SAY IT AIN'T SO: D.B. Sweeney, who became an actor after a college knee injury ended his hopes of playing baseball professionally, insisted on doing his own batting and fielding when he portrayed Shoeless Joe Jackson in John Sayles's new movie, Eight Men Out. "I was determined to do everything as authentically as possible, unlike Gary Cooper, who looked like a stiff during his game scenes in [1942's] The Pride of the Yankees," says Sweeney. He contends that too many movies about the national pastime have struck out with him when it comes to the on-field scenes. "I think it's particularly stupid that filmmakers have traditionally said, 'Yeah, I like baseball, but the movie's not going to be about the intricacies of the game.' I mean, you wouldn't cast an overweight guy with stubble if you were doing a ballet film."

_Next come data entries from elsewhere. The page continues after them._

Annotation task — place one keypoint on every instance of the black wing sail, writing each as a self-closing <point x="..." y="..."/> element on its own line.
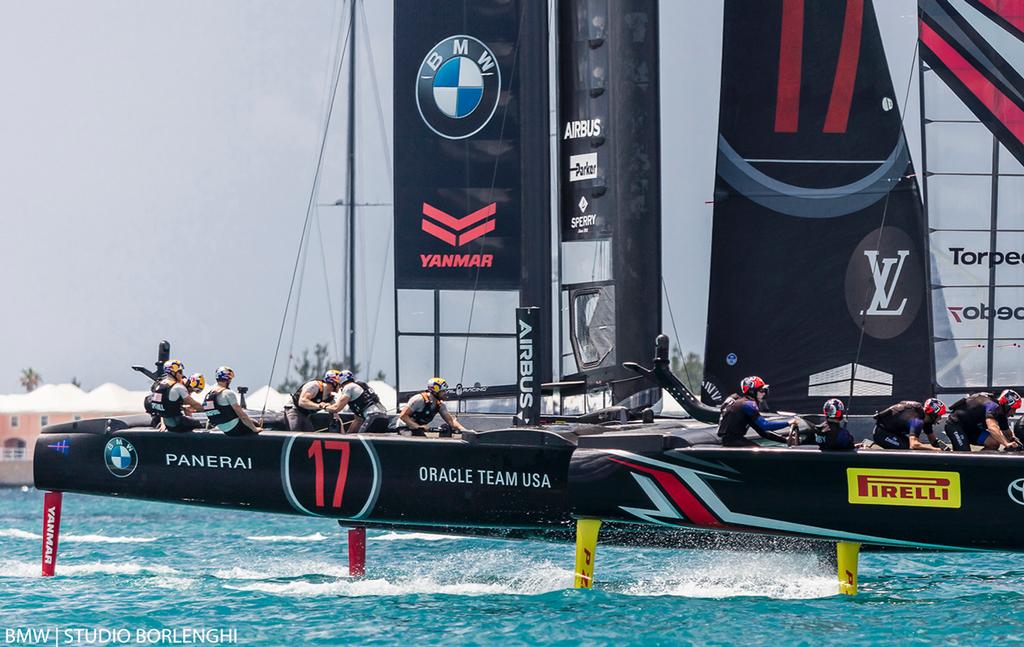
<point x="472" y="187"/>
<point x="818" y="258"/>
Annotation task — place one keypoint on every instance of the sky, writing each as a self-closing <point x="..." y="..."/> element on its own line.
<point x="157" y="160"/>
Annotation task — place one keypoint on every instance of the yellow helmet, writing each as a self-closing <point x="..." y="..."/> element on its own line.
<point x="437" y="386"/>
<point x="196" y="382"/>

SEOUL FOOD: Loretta Swit went to South Korea recently for an Olympics show. While there, she joined members of the International Fund for Animal Welfare, a group campaigning against the sometimes brutal methods used in Korea for killing dogs and cats, on a visit to Seoul's meat markets. "If these people must eat these animals, which are eaten by wealthy Koreans as a delicacy, then at least the torture should be outlawed. Fortunately, the South Korean government has finally agreed to adopt anticruelty laws thanks to our efforts," the ex-M*A*S*H star says. "Our ultimate aim is to teach the kids that they can also love dogs and cats as pets and not food."
NO KIDDING: Don't expect River Phoenix, the teenage standout in 1986's Stand by Me and current star of Running on Empty, to criticize being an adolescent Hollywood star. "I don't feel I've been deprived of my childhood," says the 18-year-old Phoenix, who has been acting since he was 10. "If I were living the average childhood right now, then I'd feel deprived because I wouldn't be doing this. You know, the grass is always greener on the other side, but you get to a point where you say, 'Sure, [being a normal kid] looks attractive, but you have it good, so just be thankful.' Acting has exposed me to a lot of different things. If I weren't an actor, I'd probably still be in some little town somewhere going to school doing something really average and boring, so I'm happy for now."
TOURIST TRAPPINGS: Unlike his daughter Princess Diana, whose marriage affords her the privacy of Kensington Palace, Highgrove and two other royal digs, cash-poor Edward John Spencer has had to turn his 16th-century house, Althorp, in North-amptonshire, into a tourist attraction. The Earl and wife Raine allow tours of the place, run a gift shop selling souvenirs and rent out its state dining room for parties. Now they are considering renting rooms overnight to tourists, which has led to charges by some that the couple has become too commercial. "If people say silly, snobbish things about that," Spencer told London's Daily Express, " 'Stuff it' is what I say. There's a lot of land and pictures here, but no cash. My father spent his life in the red. We had to sell a Reynolds and a Van Dyck to make this place pay so we can keep on living here, and we have to give parties—and if that includes a party for Tupperware manufacturers, why not?"
SALAD DAZE: For anyone who has ever lived alone in a big city, Amy Irving's new movie, Crossing Delancey, has a depressingly familiar scene in which her character stops for a lonely take-out dinner at her neighborhood salad bar. "There's a lot of me in there. I remember being single in New York City," says Irving, who falls for pickle man Peter Riegert in the movie and has been married in real life to Steven Spielberg since 1985. "I remember the feeling of being in the salad bar by myself. Actually, I remember more clearly when Campbell's soup came out with Soup-for-One and being too embarrassed to buy it because everyone would know that you were going home alone."